Karim Masimov was selected by Nazarbayev to run his presidential office after serving nearly six years as prime minister of Central Asia's largest economy, a period of sustained economic growth and billions of dollars in foreign investment.
The Nazarbayev loyalist replaces Aslan Musin, who was appointed head of the budgetary accounts committee. Nazarbayev proposed Serik Akhmetov as the next prime minister, the presidential press service announced Monday via Twitter.
Akhmetov was previously first deputy prime minister to Masimov. Members of the lower house of parliament will vote on Akhmetov's nomination.
Kazakhstan holds 3 percent of the world's recoverable oil reserves and has attracted more than $150 billion in foreign investment in its two decades of independence.
Nazarbayev dominates political life and tolerates little dissent. A member of the last Soviet Politburo, he has ruled Kazakhstan since before independence in 1991.
Without an obvious successor, the veteran leader periodically reassigns important jobs in the state apparatus to guard against any one group obtaining too much power. Analysts said both Masimov and Musin had grown in influence in the last year.
"Imbalances have appeared within the ruling elite," said Andrei Chebotaryov, an independent political analyst in Almaty.
He said Masimov had established himself as a political force in his own right after distancing himself from Timur Kulibayev, the president's billionaire son-in-law, who was removed from the top job at a sovereign wealth fund in December.

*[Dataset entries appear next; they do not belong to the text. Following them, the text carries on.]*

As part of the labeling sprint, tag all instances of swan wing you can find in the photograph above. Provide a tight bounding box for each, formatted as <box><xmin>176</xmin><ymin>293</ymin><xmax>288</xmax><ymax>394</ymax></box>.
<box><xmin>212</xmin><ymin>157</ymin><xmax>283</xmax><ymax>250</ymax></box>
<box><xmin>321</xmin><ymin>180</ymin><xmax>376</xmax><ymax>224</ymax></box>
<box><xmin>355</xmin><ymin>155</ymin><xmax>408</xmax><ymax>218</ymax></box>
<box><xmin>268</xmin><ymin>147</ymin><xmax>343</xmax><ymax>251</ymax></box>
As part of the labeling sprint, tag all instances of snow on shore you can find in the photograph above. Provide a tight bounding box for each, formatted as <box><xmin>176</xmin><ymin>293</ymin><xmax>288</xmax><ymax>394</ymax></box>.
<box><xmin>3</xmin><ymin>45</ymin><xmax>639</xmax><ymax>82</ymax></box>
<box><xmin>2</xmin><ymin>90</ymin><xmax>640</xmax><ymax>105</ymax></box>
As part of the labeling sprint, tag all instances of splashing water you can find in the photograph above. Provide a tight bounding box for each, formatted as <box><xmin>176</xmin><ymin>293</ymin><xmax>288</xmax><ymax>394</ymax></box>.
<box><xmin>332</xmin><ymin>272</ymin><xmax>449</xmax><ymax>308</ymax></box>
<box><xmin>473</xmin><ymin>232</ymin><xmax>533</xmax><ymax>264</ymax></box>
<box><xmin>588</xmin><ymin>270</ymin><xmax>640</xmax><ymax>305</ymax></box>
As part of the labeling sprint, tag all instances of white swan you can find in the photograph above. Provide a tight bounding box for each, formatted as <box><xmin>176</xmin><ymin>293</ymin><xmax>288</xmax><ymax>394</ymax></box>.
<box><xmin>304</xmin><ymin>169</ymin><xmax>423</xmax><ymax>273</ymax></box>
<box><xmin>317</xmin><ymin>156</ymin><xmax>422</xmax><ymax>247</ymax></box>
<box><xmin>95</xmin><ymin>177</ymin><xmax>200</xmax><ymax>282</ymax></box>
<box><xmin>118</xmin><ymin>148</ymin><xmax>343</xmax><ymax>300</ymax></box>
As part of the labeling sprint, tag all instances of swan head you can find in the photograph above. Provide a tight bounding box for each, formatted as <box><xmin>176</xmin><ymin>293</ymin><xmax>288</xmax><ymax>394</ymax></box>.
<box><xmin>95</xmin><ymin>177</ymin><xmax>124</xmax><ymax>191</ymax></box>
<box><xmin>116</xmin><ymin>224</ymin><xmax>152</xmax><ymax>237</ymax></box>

As head of the Samruk-Kazyna fund, Kulibayev was ultimately responsible for the oil companies where a long-running protest by thousands of sacked oil workers erupted into deadly clashes with police on Dec. 16 and Dec. 17.
"If [Masimov] had earlier been associated with Timur Kulibayev's group, he has developed into his own person in the last few years and created his own influential group," Chebotaryov said.

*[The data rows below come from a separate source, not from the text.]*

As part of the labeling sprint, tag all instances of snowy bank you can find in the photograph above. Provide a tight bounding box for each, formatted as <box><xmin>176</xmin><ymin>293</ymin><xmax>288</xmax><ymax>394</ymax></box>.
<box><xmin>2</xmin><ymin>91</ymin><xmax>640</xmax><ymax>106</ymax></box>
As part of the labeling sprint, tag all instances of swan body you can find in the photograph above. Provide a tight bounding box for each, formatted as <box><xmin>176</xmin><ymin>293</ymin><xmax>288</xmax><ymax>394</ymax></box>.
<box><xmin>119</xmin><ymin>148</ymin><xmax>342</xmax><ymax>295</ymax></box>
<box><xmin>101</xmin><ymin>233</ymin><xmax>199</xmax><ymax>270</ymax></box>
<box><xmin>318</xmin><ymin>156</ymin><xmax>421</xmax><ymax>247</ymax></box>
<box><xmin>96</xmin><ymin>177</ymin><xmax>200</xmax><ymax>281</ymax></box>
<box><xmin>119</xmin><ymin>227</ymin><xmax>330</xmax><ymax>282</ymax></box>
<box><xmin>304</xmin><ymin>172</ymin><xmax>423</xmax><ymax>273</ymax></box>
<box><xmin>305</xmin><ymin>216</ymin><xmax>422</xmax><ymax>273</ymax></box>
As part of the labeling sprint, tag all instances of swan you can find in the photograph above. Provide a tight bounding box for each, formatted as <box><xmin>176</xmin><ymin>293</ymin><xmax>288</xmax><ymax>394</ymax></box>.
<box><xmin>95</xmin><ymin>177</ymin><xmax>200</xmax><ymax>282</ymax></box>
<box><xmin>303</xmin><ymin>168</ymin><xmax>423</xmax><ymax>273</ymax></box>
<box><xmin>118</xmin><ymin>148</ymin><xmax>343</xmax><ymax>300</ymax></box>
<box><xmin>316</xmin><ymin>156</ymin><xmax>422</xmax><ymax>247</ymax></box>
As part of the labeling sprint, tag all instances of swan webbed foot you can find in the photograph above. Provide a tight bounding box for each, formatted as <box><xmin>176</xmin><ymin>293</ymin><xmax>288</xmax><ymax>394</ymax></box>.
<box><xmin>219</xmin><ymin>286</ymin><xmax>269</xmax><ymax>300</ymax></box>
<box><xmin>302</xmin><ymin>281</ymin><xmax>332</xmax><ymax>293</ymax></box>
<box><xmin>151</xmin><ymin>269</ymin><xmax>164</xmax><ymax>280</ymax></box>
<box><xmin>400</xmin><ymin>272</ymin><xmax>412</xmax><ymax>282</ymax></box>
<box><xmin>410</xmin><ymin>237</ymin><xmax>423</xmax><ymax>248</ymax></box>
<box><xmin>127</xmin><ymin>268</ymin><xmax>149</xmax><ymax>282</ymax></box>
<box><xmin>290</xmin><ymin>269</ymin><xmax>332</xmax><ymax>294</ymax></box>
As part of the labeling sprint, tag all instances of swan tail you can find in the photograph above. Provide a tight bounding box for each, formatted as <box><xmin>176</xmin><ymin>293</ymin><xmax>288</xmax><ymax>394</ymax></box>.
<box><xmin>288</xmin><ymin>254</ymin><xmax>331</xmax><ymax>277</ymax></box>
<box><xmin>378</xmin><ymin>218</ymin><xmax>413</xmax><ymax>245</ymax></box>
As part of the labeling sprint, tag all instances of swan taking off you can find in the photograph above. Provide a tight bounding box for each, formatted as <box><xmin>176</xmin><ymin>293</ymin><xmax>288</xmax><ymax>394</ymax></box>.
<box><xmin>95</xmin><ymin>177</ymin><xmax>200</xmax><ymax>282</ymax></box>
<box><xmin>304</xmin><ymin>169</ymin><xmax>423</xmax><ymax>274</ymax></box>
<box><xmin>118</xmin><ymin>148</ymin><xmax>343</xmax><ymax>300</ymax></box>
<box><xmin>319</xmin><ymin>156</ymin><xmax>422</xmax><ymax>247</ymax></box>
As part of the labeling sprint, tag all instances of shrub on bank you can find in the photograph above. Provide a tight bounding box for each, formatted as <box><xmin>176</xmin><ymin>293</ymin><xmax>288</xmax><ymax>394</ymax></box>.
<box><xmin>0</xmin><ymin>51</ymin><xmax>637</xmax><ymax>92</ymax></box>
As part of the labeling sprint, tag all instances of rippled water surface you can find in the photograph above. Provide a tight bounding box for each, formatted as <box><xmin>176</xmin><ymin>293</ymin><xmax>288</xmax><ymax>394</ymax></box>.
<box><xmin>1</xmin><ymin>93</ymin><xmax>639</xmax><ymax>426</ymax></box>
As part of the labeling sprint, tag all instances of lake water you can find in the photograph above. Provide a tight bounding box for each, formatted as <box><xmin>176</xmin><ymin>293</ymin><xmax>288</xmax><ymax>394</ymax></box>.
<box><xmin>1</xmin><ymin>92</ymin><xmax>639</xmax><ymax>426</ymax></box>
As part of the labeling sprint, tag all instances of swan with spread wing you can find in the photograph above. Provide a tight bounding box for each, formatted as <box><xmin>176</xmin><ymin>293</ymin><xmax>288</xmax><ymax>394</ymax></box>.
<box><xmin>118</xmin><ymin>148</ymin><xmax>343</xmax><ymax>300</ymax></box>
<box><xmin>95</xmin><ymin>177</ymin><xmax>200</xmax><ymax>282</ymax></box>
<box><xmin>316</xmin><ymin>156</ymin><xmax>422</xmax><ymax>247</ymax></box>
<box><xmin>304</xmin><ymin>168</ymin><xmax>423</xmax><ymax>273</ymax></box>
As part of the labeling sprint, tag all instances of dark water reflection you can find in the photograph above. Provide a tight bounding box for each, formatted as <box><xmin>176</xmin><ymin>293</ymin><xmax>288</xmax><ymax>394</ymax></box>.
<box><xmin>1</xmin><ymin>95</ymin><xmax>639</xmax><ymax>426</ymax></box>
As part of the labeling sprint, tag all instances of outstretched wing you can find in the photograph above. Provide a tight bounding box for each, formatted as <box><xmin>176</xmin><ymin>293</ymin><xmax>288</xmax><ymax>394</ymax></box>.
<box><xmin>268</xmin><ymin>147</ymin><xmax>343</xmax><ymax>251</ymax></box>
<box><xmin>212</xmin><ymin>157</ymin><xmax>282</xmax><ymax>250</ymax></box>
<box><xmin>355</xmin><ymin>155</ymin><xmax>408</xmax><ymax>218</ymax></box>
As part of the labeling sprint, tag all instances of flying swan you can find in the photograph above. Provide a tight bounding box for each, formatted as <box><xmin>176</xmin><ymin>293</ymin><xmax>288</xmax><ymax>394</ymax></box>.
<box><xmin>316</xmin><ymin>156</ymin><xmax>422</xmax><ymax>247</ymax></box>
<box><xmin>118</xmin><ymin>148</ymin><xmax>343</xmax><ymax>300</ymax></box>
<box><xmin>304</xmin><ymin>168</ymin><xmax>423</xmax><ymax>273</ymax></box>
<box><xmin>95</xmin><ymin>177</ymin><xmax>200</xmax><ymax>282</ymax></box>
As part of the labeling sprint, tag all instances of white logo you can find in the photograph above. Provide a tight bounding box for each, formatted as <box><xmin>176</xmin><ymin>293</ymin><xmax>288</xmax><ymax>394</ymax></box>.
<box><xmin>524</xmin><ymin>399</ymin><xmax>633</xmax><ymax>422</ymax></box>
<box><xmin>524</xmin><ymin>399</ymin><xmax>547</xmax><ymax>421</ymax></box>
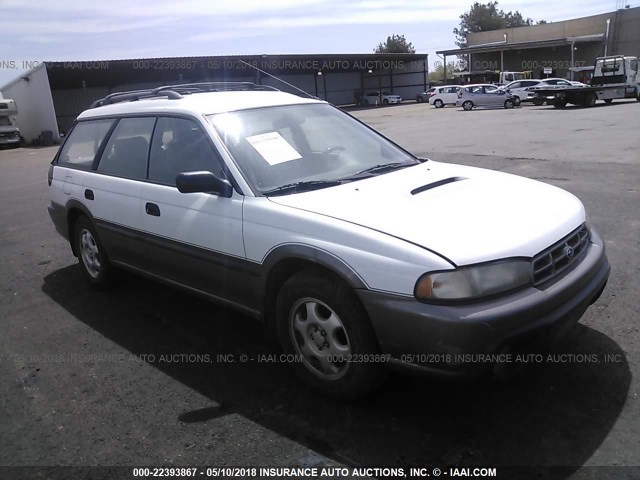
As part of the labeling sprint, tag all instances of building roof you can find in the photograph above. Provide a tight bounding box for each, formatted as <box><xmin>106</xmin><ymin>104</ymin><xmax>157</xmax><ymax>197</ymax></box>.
<box><xmin>45</xmin><ymin>53</ymin><xmax>428</xmax><ymax>90</ymax></box>
<box><xmin>437</xmin><ymin>34</ymin><xmax>604</xmax><ymax>57</ymax></box>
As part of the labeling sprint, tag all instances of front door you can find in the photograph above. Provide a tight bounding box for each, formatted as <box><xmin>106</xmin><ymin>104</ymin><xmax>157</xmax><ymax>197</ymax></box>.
<box><xmin>139</xmin><ymin>116</ymin><xmax>248</xmax><ymax>304</ymax></box>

Masimov was appointed prime minister in January 2007 and is credited with maintaining economic growth through the worst of the global financial crisis, which struck Kazakhstan later the same year.
He was reappointed immediately after a parliamentary election in January. In an interview with Reuters at the time, he identified macroeconomic stability as his priority. Kazakhstan expects its economy to grow 5.8 percent this year.

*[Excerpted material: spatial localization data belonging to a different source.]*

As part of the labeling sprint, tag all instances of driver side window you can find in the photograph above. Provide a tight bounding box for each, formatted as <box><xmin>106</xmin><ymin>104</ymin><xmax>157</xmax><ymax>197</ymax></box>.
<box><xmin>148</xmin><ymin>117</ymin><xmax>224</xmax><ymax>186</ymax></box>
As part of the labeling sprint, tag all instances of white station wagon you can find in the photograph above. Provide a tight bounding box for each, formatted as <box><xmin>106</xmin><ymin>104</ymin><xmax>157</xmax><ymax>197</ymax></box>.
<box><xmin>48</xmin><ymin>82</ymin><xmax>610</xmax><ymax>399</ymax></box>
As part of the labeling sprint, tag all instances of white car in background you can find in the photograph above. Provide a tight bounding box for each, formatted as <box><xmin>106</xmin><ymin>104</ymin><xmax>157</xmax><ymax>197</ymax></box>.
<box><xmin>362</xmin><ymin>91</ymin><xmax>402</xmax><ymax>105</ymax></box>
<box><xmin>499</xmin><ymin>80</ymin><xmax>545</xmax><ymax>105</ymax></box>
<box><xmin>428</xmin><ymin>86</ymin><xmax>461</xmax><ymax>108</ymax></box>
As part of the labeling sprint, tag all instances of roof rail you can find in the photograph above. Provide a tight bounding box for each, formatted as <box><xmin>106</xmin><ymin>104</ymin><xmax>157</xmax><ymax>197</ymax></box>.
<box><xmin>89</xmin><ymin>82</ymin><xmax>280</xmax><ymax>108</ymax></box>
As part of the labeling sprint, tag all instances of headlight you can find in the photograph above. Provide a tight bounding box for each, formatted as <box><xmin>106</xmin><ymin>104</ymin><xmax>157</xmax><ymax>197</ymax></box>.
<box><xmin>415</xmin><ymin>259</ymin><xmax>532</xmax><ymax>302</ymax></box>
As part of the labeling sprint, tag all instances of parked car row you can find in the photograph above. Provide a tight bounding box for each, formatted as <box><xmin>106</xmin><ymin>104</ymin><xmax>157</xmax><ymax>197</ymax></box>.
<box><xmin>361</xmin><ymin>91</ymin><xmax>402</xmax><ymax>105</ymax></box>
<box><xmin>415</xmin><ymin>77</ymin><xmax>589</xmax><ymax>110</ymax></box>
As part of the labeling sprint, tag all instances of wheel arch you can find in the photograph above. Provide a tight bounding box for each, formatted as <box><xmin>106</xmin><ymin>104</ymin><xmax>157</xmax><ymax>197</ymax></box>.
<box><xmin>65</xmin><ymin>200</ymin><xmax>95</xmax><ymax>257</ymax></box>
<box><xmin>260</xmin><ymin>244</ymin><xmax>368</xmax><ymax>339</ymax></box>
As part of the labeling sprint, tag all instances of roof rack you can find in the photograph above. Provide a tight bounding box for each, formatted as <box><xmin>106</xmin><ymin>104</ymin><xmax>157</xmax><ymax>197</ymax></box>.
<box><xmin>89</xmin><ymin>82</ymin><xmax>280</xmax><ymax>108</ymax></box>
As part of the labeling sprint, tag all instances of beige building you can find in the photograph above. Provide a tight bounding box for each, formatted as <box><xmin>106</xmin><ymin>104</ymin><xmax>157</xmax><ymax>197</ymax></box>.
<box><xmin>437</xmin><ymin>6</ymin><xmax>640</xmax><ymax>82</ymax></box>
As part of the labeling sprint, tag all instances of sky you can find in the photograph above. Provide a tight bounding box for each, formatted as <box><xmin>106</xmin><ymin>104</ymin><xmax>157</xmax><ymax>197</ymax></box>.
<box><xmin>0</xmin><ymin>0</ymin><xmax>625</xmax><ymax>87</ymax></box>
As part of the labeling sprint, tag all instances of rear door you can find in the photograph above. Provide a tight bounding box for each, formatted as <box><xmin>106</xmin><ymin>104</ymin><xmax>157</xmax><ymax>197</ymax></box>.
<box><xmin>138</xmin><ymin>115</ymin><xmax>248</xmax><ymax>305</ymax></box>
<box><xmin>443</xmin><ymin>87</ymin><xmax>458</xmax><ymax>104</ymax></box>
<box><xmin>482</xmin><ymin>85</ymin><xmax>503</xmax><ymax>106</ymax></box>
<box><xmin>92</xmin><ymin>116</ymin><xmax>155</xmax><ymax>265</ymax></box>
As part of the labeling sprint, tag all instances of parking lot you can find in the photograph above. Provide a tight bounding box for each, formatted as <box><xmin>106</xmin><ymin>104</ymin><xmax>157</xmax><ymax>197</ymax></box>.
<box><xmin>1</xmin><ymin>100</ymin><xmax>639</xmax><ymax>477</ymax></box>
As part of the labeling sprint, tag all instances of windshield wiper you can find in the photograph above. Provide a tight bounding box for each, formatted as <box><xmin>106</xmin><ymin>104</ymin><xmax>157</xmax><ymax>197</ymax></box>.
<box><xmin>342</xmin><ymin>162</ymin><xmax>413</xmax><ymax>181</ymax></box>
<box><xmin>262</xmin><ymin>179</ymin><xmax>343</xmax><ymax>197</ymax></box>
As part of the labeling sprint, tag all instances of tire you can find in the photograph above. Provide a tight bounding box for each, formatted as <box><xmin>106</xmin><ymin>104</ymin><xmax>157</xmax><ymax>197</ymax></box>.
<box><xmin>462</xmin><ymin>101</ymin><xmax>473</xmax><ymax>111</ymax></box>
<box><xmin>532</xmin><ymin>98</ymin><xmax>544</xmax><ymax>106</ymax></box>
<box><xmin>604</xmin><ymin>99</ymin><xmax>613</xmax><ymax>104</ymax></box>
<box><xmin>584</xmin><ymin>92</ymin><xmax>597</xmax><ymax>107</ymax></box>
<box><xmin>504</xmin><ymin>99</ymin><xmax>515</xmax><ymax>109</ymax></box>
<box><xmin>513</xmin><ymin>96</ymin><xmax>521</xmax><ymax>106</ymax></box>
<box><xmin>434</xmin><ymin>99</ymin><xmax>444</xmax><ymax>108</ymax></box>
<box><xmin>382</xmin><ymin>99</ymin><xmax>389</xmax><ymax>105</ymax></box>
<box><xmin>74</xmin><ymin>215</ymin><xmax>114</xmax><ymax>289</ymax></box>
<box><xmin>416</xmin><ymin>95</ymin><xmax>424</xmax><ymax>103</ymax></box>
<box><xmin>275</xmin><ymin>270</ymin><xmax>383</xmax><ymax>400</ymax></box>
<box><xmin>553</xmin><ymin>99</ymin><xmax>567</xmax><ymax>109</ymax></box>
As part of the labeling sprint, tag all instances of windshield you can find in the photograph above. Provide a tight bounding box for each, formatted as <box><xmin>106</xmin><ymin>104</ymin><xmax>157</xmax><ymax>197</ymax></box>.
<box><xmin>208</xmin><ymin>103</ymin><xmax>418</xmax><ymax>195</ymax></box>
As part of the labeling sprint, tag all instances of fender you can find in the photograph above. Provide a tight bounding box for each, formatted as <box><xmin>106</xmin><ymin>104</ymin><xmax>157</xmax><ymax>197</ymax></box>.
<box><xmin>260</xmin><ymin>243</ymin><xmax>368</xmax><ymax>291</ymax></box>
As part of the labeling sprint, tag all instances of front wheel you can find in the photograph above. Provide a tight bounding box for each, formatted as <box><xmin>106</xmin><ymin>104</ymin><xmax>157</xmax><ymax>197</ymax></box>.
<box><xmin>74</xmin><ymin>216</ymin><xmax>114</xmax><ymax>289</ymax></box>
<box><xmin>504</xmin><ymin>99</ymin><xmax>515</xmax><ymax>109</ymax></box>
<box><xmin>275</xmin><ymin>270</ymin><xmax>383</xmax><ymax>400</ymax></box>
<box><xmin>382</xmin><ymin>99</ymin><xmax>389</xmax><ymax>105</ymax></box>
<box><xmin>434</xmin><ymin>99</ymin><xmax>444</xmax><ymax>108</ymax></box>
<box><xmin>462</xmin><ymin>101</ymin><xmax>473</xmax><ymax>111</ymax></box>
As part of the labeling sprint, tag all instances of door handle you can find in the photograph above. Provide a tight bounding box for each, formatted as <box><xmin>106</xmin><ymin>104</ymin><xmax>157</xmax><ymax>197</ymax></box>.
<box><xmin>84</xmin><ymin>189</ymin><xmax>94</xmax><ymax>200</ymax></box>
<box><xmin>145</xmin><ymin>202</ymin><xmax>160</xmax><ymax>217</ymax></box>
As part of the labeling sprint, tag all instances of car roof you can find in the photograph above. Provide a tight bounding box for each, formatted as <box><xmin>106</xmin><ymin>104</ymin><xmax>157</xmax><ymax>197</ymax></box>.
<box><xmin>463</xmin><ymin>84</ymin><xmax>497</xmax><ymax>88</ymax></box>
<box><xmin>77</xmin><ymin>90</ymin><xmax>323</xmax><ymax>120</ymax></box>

Masimov also encouraged reforms to civil society and the justice system in the wake of the clashes in the oil region.
Akhmetov is a qualified metallurgical engineer who, like Nazarbayev, began his career at the steel plant in the city of Temirtau now owned by ArcelorMittal.
Prior to his appointment as first deputy prime minister in the January cabinet reshuffle, Akhmetov had been governor of the industrial region of Karaganda.